Taux Elevés de Rejet aux Frontières Internationales

Le non-respect des normes internationales pour la documentation commerciale, telles que les réglementations de l’UE comme l’EUR.1, entraîne un rejet fréquent des produits africains, en particulier les produits agricoles et de la pêche.

Chez BaobabMart, nous avons rencontré des situations où nous avons expédié des noix de kola rouges à un acheteur en Espagne, mais le dédouanement a échoué en raison d’erreurs dans la documentation.

  • L’absence de la preuve d’origine EUR.1 a supprimé le traitement préférentiel des droits de douane, entraînant des frais imprévus.
  • En même temps, des erreurs dans le certificat phytosanitaire ont soulevé des problèmes de conformité en matière de santé des plantes.

L’expédition a été retardée, puis renvoyée. Nous avons dû supporter des pertes logistiques et des remboursements, tandis que la confiance de l’acheteur diminuait.

Problèmes de documentation dans le e-commerce africain
L’avis de l’acheteur

Une simple défaillance administrative a transformé une vente réussie en ligne en un revers financier. Pour des plateformes comme BaobabMart, cela affecte à la fois le succès des marchands et la confiance des clients.

Contrefaçon et manque de Confiance

Les certificats papier sont faciles à falsifier, à modifier ou à manipuler.
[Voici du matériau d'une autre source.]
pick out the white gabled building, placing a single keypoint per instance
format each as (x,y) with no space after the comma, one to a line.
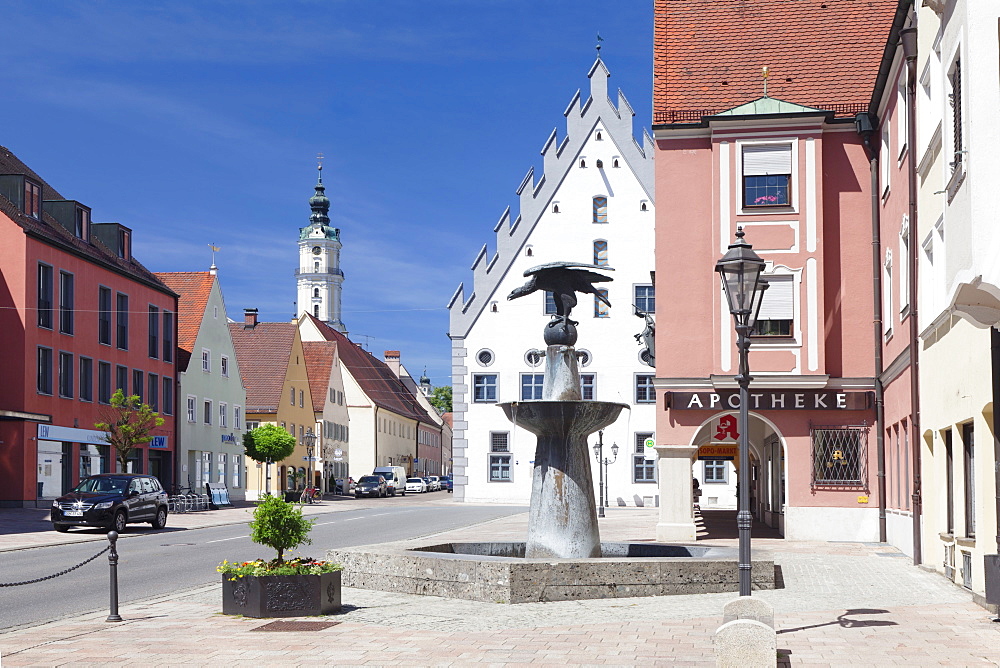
(593,204)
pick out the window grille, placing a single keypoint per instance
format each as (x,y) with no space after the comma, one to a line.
(840,456)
Cela fragilise la confiance dans la qualité et l’origine des produits, favorisant le commerce illégal et les produits contrefaits.

Lorsque la documentation ne peut pas être vérifiée facilement en ligne, les acheteurs, en particulier internationaux, deviennent réticents, ce qui limite la croissance de l’e-commerce transfrontalier africain.
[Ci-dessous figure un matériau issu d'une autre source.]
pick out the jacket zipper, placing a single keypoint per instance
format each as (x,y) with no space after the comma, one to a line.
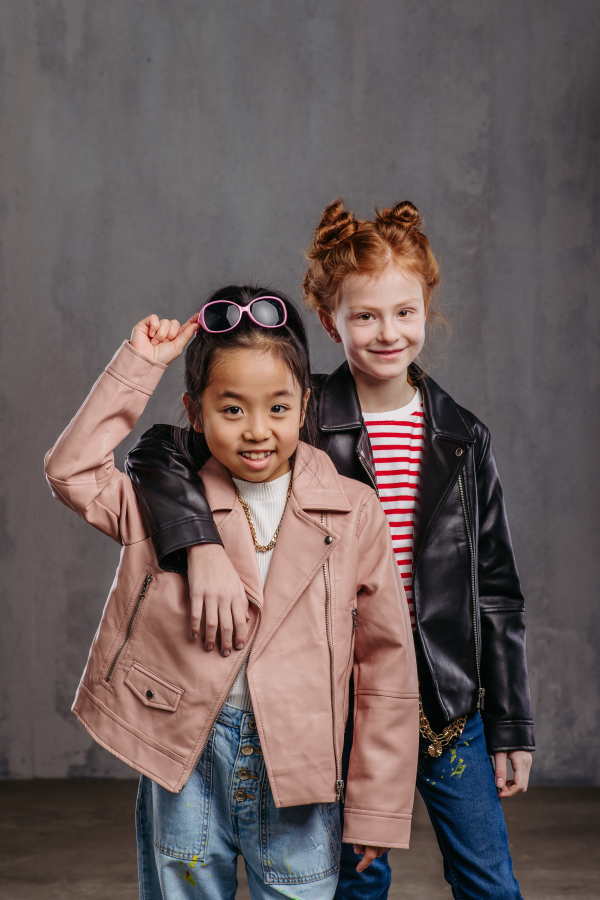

Inefficacités Logistiques et Retards

Les infrastructures insuffisantes, combinées aux inspections physiques et aux vérifications documentaires lentes, peuvent augmenter les coûts logistiques de 40 % à 60 % dans certains cas.
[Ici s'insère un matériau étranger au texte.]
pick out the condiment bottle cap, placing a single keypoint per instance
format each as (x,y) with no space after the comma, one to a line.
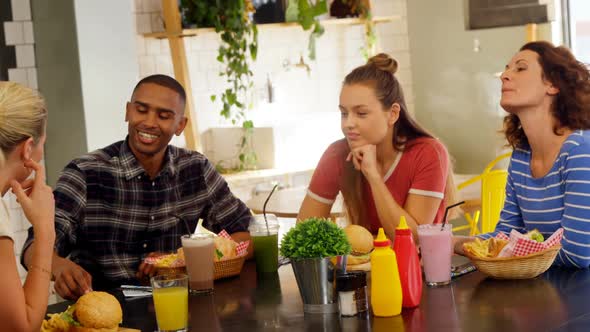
(381,240)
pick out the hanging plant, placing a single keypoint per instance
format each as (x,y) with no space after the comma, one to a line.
(239,44)
(362,9)
(305,12)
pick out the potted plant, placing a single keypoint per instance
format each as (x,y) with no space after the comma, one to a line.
(310,245)
(239,46)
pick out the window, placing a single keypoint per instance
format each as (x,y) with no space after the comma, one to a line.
(579,29)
Les retards aux frontières allongent les délais de livraison, augmentent les prix et réduisent la confiance des consommateurs dans l’e-commerce comme canal fiable.

Capacités et Expertise Limitées

Dans des pays tels que le Nigéria, le Ghana, le Kenya, le Cameroun et le Sénégal, de nombreuses PME ont du mal à obtenir des certifications alimentaires ou un certificat d’analyse (COA).

  • Dans de nombreux cas, les vendeurs perdent des opportunités de grande valeur parce qu’ils ne peuvent pas fournir cette documentation.
  • Un acheteur peut être prêt à acheter des quantités en vrac, parfois plusieurs tonnes, mais cela nécessite une vérification en laboratoire accrédité.
  • Sans un COA, la transaction échoue avant même que l’expédition ne commence.
  • Le vendeur perd un client majeur, non pas à cause de la qualité du produit, mais à cause des limitations de conformité.

Pour de nombreux exportateurs africains, les problèmes de documentation dans l’e-commerce africain se traduisent directement par des occasions de croissance manquées. Même des initiatives prometteuses comme la Zone de Libre-échange Continentale Africaine (ZLECAf) rencontrent des obstacles en raison de l’absence de normes unifiées pour les documents clés entre les États membres.

Pourquoi cela est Crucial pour BaobabMart

Chez BaobabMart, permettre des échanges fluides entre vendeurs et acheteurs africains va bien au-delà de la simple mise en ligne de produits. Cela implique de relever des défis structurels tels que la documentation, la conformité et la confiance.

La résolution de ces problèmes de documentation dans le e-commerce grâce à la vérification numérique, à des processus de conformité simplifiés et à une meilleure standardisation sera déterminante pour libérer tout le potentiel de l’e-commerce africain et permettre aux entreprises locales de rivaliser à l’échelle mondiale.

Conclusion : Les Nombreux Problèmes de Documentation dans le E-commerce Africain

La documentation reste l’un des plus grands obstacles au développement à grande échelle de l’e-commerce africain. Tant que les processus ne seront pas plus harmonisés, numériques et accessibles, les plateformes, vendeurs et consommateurs continueront de supporter des coûts élevés et des échanges ralentis.

Relever ces défis n’est pas seulement une nécessité réglementaire : c’est une opportunité stratégique de transformer la manière dont l’Afrique commerce entre elle et avec le reste du monde.